We probably debuted the song at a “giglet” (a short gig of 20 minutes or so, usually at a benefit). Possibly not—I remember working with “the angel choir” trio on the night of our first show right before we went on. We performed Rise In Love at our back-to-back shows in April of ’08 to extremely gratifying applause! It was the third in a medley of heavy pieces. The first was First Nations Lament, an original piece I also wrote while fevered, and then the beautiful shape note mourning hymn Wood Street.

I remember the applause very well because something rose up within me and I took it to heart. I was deeply gratified that all our collective hard work was appreciated and savored. More than that, I loved that we had connected with the audience in that way. What a high!

I then spent the next 9 months working on the CD with our sound engineer. We worked on Rise In Love more than any other piece, splicing together the best bits from Friday night’s show with Saturday’s. As usual, we had some problems with the mics (it’s impossible to mic us) and Ramsey went to heroic lengths to make the cut the best it could be.

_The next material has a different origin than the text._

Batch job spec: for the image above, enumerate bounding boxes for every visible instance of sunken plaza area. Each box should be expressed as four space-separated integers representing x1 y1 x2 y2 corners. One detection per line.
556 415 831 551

All this time, we wondered if there were some way to pay royalties to Sweet Honey. We hadn’t been able to find them on Harry Fox or elsewhere on the Web. I wrapped up the CD and sent it off for production. 

Which is precisely when Jane found a site with info on paying royalties to Sweet Honey! Angela sent an email which was answered by The Divine Ms Barnwell herself, in which she asked to hear the arrangement. Talk about “eek!” What if she were infuriated? What if we’d screwed up big time? After all, we’re small potatoes and could easily have screwed up the rights for the piece. We waited on tenterhooks.

The reply came a couple days ago. {Ahem} Ms Barnwell “loves” the arrangement. She loves it! I’m on Cloud Nine!! Of course, we did screw up some of the credits and will fix it when we next get CDs made, but my ego is infinitely more important than a piddly screw-up like that!

Actually, I’m having a hard time comprehending the whole thing. I certainly feel that it’s the greatest honor I’ve received as a musician. And for someone who doesn’t even know key signatures and wrote the bloody piece in a fever, it’s a tremendous affirmation of my abilities, if only on one song. But what a song! It’s a work of art, and I am so grateful that Ms Barnwell allowed it to be shared, sliced, quartered, diced, and reborn in a whole new skin. What grace! I only hope I can be that gracious if the opportunity ever arises.

So the bottom line is, I’m damn proud of myself. {Patting myself on the back} Go, me. And many thanks to Kaia for devouring it so passionately and delivering it so well! And of course, ultimate thanks to The Divine Ms B for her brief but deeply appreciated affirmation. Rise in love!